The FAST Recovery Act would have disturb this dynamic. On the one hand, it would hold franchisors accountable for labor law violations at all of their franchisees, forcing the mother ship to think twice when drafting contracts that encourage squeezing of workers.
The bill would also create a government-sanctioned council of business and labor representatives to set industry-wide standards for wages, benefits, safety, hours and hours. other working conditions. The council would update the fast food workplace standards at least every three years and allow for temporary emergency standards, like the pandemic safety protocol. It would also hold hearings every six months to allow workers to share stories and to ban employer retaliation. In addition to getting higher pay and more stable hours, Rosales wants the bill passed to hold employers accountable for sexual harassment and racism. “We could get respect at work and protection from things like sexual harassment,” Rosales said. “We would have a place to go.”
New York State raised minimum wage for fast food workers through a similar wage setting board, and Seattle created a multi-party board that defines Labour Standards for domestic workers, including independent contractors. “Sector councils are really well suited to industries where unions have little or no density and where the structure of the industry is very fragmented and makes traditional organization difficult if not impossible,” says David Madland, senior advisor to the industry. ‘American Worker Project at the Center for American. Progress. Only 1.3 percent Of all restaurant workers are union members, and even if only one fast food restaurant could unionize, that wouldn’t stop the franchise at the bottom of the bloc from undercutting them on wages. “Sector council can help ensure competition based on productivity and improved service delivery, rather than squeezing workers,” says Madland.

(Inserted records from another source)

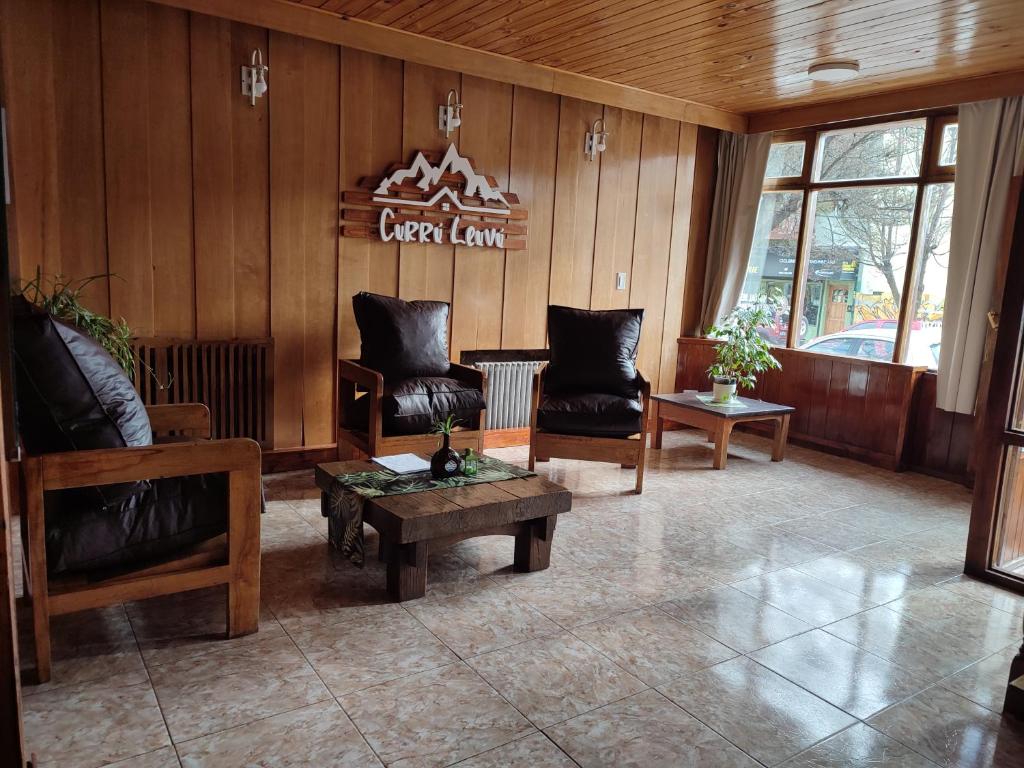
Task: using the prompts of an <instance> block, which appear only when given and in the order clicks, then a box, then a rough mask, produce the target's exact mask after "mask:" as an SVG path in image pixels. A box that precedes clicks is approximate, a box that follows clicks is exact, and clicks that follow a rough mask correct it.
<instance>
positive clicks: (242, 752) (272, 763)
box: [177, 700, 381, 768]
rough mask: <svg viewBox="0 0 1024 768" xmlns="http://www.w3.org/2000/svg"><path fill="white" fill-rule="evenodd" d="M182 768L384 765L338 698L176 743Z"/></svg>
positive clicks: (348, 767) (354, 765)
mask: <svg viewBox="0 0 1024 768" xmlns="http://www.w3.org/2000/svg"><path fill="white" fill-rule="evenodd" d="M177 750H178V755H179V756H180V758H181V765H182V766H183V768H247V766H252V765H273V766H291V765H295V766H298V765H309V766H314V765H321V766H332V768H371V767H372V766H380V765H381V763H380V761H379V760H378V759H377V758H376V756H375V755H374V753H373V751H372V750H371V749H370V745H369V744H368V743H367V742H366V740H364V738H362V736H361V735H359V732H358V731H357V730H356V729H355V726H354V725H352V722H351V721H350V720H349V719H348V716H347V715H345V713H344V712H342V710H341V707H340V706H339V705H338V702H337V701H334V700H330V701H324V702H322V703H315V705H311V706H310V707H303V708H301V709H298V710H293V711H291V712H287V713H284V714H282V715H274V716H272V717H269V718H266V719H264V720H257V721H255V722H253V723H249V724H248V725H243V726H240V727H238V728H230V729H228V730H225V731H220V732H218V733H214V734H213V735H210V736H203V737H201V738H197V739H195V740H193V741H185V742H184V743H180V744H178V745H177Z"/></svg>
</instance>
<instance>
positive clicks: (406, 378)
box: [352, 292, 450, 381]
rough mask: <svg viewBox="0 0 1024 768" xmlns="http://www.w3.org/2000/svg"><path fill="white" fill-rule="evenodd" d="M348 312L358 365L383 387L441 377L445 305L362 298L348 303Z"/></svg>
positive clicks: (397, 300)
mask: <svg viewBox="0 0 1024 768" xmlns="http://www.w3.org/2000/svg"><path fill="white" fill-rule="evenodd" d="M352 309H353V310H354V312H355V324H356V325H357V326H358V327H359V339H360V344H361V346H360V361H361V362H362V365H364V366H366V367H367V368H372V369H374V370H375V371H380V372H381V374H383V376H384V380H385V381H388V380H393V381H397V380H398V379H408V378H410V377H413V376H446V375H447V372H449V368H450V362H449V353H447V316H449V305H447V304H445V303H444V302H442V301H403V300H402V299H396V298H392V297H391V296H379V295H377V294H374V293H367V292H362V293H357V294H356V295H355V296H353V297H352Z"/></svg>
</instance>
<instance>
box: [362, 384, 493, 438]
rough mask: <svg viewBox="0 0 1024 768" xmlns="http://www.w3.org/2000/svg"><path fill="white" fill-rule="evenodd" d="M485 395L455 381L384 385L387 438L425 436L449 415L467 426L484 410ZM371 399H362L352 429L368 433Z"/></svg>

It should be noted that not all industry standardization efforts are created equal. New York lawmakers recently introduced a sectoral bargaining proposal that, on paper, would allow delivery and ridesharing workers to elect unions to negotiate with tech companies, such as Uber and Instacart, for wages and benefits at the industry-wide.
However, this proposal also obliges construction workers to give up several rights, namely their right to be qualified as employees instead of independent contractors. To create a legal prune permanently classifying construction workers as subcontractors prevents these workers from directly engaging in collective bargaining. The bill would also prevent workers from being paid for time spent looking for rides (which would undermine the value of any minimum wages that unions might negotiate). The proposal also includes a no-strike clause and replaces existing state-level unemployment insurance with portable benefits that could be less generous, among many other questions raised by critics.
On the other hand, the Quick Payback Act in California does not prevent fast food workers from forming a union to negotiate benefits beyond the standards set by the sector council. Nor would the council remove existing protections and benefits for workers. The bill has already been spent by the California Assembly Judiciary, Labor and Employment and Appropriations Committees and awaits speaking votes in the Assembly and Senate.